The demo recording below features the DC-2e Main Module (Expander not used), and additional filtering by the Grendel Formant Filter.
All of the patch points on the Expander Module are protected against damage from short circuits and over-voltage.
VCO CV inputs: OSC 1, OSC 2, OSC 1 + 2 [1 v/octave, 0..+5 volts range only]
Gate and Trigger inputs: active threshold >2.5 volts
Clock input: rising edge triggered, threshold > 2.5 volts
Clock output: positive pulse, 5 ms duration, 5 volt logic level
MIX CV in: voltage control for MIX knob (+/- 2.5 or 0..+5 volts)
LFO CV in: voltage control for LFO knob (+/- 2.5 or 0..+5 volts)
SWEEP CV in: voltage control for SWEEP knob (+/- 2.5 or 0..+5 volts)
VCF 1 CV in: voltage control for FILTER knob (+/- 2.5 or 0..+5 volts, not 1v/oct)
VCF 2 CV in: voltage control for 4-pole LPF (+/- 2.5 or 0..+5 volts, not 1v/oct)
AUX IN: audio line input (switchable 0 dB or +6 dB gain)
LFO out: fixed amplitude ramp waveform from LFO (0..+5 volts)
SWEEP out: variable amplitude LFO waveform, post-SWEEP knob LFO (+/- 2.5 or 0..+5 volts)
PULSE out: variable amplitude LFO waveform, post-PULSE knob (+/- 2.5 or 0..+5 volts)
SLIDE out: fixed amplitude slew limited clock divider (+/- 2.5 or 0..+5 volts)
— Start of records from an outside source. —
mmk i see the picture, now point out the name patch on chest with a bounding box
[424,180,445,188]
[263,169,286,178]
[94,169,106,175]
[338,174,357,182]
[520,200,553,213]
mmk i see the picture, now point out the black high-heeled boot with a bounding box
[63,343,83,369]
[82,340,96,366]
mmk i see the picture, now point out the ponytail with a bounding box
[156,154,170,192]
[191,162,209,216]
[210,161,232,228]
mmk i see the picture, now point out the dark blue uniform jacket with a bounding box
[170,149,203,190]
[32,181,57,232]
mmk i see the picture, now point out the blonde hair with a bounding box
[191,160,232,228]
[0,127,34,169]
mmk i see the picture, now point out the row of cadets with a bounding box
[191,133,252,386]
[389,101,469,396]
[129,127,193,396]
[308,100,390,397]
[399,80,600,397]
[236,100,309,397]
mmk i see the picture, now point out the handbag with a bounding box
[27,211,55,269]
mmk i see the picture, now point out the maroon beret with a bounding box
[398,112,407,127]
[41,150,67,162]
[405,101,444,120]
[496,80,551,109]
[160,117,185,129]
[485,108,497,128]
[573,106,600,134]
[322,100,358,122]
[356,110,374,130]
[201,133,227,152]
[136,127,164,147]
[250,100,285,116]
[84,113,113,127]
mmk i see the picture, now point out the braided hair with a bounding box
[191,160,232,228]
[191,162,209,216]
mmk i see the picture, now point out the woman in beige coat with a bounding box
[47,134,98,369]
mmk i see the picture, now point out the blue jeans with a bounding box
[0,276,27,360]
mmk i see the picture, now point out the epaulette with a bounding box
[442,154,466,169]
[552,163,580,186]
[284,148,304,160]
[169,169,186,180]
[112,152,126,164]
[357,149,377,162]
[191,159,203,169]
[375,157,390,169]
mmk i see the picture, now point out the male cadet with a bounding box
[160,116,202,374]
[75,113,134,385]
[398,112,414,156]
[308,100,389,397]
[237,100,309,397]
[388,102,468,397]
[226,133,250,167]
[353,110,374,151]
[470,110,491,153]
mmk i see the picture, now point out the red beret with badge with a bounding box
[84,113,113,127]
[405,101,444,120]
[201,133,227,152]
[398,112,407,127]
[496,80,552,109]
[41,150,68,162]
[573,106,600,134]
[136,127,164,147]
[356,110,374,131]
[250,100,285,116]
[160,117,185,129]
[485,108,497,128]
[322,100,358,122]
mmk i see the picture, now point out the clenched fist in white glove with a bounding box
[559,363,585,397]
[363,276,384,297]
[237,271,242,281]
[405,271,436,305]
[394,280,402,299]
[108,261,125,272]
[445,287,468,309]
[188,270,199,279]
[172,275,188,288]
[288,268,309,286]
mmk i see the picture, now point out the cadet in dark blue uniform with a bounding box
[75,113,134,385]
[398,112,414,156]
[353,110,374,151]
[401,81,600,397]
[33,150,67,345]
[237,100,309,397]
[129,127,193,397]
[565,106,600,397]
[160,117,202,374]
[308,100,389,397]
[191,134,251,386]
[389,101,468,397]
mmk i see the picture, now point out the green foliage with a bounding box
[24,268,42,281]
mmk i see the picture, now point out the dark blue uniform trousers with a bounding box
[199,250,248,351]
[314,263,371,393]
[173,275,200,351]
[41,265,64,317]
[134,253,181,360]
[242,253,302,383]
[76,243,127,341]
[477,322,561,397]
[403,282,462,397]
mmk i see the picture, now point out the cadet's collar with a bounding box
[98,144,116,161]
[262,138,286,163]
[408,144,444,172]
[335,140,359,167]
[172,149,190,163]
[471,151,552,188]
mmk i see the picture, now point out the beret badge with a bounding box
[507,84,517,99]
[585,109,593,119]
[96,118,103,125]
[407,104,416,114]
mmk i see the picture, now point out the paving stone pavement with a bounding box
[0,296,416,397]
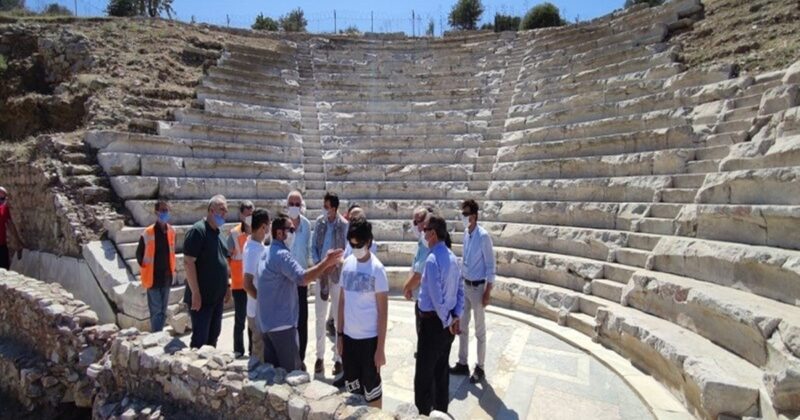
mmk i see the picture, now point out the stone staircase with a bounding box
[81,0,800,417]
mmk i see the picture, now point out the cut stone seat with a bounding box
[317,109,493,126]
[222,51,298,70]
[217,56,297,78]
[323,163,477,182]
[323,97,497,113]
[321,147,486,164]
[310,59,508,77]
[318,119,491,136]
[125,199,313,226]
[696,167,800,205]
[487,174,675,202]
[497,126,700,161]
[158,122,302,148]
[514,72,667,105]
[312,86,493,102]
[491,148,696,180]
[521,20,666,58]
[98,152,304,179]
[597,305,761,419]
[315,76,491,91]
[323,180,474,200]
[502,108,692,145]
[201,99,301,123]
[196,86,298,109]
[86,131,303,164]
[201,75,300,97]
[207,66,299,87]
[650,235,800,306]
[518,48,677,88]
[526,42,670,78]
[675,203,800,250]
[224,42,297,59]
[110,176,302,200]
[173,108,301,133]
[320,133,492,151]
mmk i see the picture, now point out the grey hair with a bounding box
[286,190,306,213]
[208,194,227,211]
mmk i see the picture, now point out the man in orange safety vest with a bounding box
[136,200,176,332]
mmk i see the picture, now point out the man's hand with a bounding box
[482,290,491,307]
[449,317,461,335]
[191,292,202,311]
[374,348,386,372]
[336,335,344,358]
[224,287,232,304]
[402,283,413,300]
[323,249,344,266]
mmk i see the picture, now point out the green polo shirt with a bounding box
[182,219,230,306]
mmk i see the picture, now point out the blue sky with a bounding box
[33,0,622,35]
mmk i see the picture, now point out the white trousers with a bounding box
[315,281,342,362]
[457,282,487,368]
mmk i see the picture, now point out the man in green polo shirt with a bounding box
[184,194,233,349]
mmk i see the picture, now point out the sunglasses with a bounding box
[461,212,473,217]
[349,240,367,249]
[283,226,296,234]
[287,202,302,207]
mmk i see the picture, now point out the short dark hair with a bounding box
[324,192,340,210]
[154,199,169,212]
[347,203,361,214]
[461,199,479,215]
[240,200,254,213]
[347,218,373,245]
[271,212,292,238]
[251,209,270,232]
[427,216,448,242]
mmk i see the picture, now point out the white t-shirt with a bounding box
[339,253,389,339]
[243,238,267,318]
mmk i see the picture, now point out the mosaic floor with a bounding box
[182,298,653,419]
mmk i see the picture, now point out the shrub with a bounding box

MAIN out: audio line output (switchable 0 dB or +6 dB gain) [Note – inverted polarity relative to the ¼” output]
FREQUENTLY ASKED QUESTIONS
Q. Will there be a stand-alone (non-Eurorack) version of Drone Commander 2?
A. Yes, and it may be announced in 2016. Thats all the news for now.
Q. Will there be versions of DC2 in other modular synthesizer formats?
A. Maybe, but only after the appearance of a stand-alone model. Its not highly likely.
Q. Are there custom finish colors and features available?
A. No, sorry.
Q. What are some differences between the oscillators in DC2e and the Drone Commander classic?
A. Drone Commander classic’s oscillators produced square wave and triangle waveforms. DC2 has sawtooth, square wave, and PWM waveforms. You may want to try patching an external VCO with triangle waveform to DC2e’s AUX IN to hear the difference.
Q. The DC2e LFO doesn’t have a 2-4-8-16 switch. What does that mean?
A. DC-2e can reproduce the same metric divisions as Drone Commander classic, if you listen carefully while adjusting the LFO control. The LFO control acts as a clock divider that is not limited to four choices. Also, the random fluctuations in tempo when changing LFO rate that were characteristic of the old model are not present in DC2. In other words, it is now much easier to set the tempo to match an external rhythm. If you like the sound of random behavior, just wiggle the TEMPO knob.
Q. If I just have the DC-2e Main Module, can I control it with CV-Gate, or MIDI, or ..?
A. The Main Module alone is controlled only by manual tuning and manual gate control with the ENV knob switch.